I have found the Rottweiler to be agreeable in training, especially when introducing or desensitizing them to something or someone like children.
But these dogs are not particularly obedient compared to breeds like the Malinois.
They surely are alert and every Rottie has that wariness to some degree but due to socialization, my female is awesome with strangers once let inside the house or even outside, as long as they’re not behaving overly suspiciously.
This big lovebug can be extremely loving and they would follow you everywhere and devote themselves to every little task that’s of importance to you (and perhaps gets them a little reward too).
They’re crazy confident with being introduced to new animals, places, situations and are pretty acceptant with change, as long as their owner is a constant in their life.
However, all that is only achieved with the right training.
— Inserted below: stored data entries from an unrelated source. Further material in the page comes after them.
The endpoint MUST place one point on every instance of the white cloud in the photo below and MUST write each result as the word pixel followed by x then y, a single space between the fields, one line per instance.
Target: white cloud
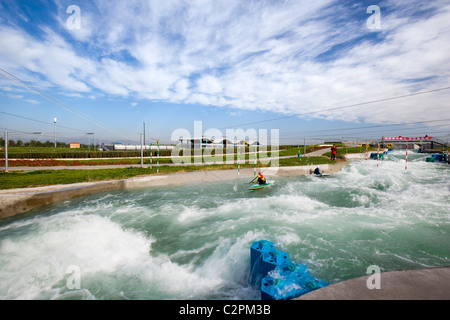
pixel 250 55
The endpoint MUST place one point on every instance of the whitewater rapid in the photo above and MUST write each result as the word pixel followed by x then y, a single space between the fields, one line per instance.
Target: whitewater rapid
pixel 193 241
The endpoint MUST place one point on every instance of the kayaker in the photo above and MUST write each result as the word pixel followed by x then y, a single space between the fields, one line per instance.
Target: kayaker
pixel 261 178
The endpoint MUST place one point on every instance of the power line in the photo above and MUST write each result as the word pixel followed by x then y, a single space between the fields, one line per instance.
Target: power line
pixel 52 99
pixel 342 107
pixel 26 118
pixel 367 127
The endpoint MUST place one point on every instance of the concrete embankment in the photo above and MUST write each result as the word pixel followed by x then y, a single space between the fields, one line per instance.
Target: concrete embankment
pixel 17 201
pixel 415 284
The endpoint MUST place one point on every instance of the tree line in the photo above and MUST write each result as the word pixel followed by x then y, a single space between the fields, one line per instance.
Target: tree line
pixel 35 143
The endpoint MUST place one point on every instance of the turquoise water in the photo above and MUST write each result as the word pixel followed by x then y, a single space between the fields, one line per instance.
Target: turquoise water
pixel 192 242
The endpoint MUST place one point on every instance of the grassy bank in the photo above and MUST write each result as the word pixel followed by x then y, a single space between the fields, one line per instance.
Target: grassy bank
pixel 35 178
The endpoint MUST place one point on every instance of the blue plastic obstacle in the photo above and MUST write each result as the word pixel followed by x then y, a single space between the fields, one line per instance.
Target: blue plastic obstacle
pixel 277 276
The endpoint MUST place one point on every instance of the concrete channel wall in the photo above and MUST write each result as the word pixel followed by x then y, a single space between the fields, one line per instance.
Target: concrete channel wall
pixel 18 201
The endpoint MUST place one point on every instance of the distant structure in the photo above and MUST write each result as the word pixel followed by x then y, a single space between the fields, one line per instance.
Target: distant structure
pixel 74 145
pixel 418 143
pixel 210 143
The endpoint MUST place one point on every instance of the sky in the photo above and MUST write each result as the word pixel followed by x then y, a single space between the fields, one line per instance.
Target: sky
pixel 315 70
Train your Rottweiler properly and he’ll be an awesome family dog and you can go crazy on adventures with the kids without having to worry about the dog.
You need to take care of the dog, ensure his safety, of course.
But you don’t need to be a constant nanny to the dog and instead relax without having to fear external circumstances that make your dog freeze, run, bark excessively, or whatnot.
However, every individual is different and no three adjectives can describe all specimens across a single breed.
Research dog behavior, training, breeding vs. rescues, the perfect diet and so much more and you’ll find out whether or not the Rottweiler fits your lifestyle.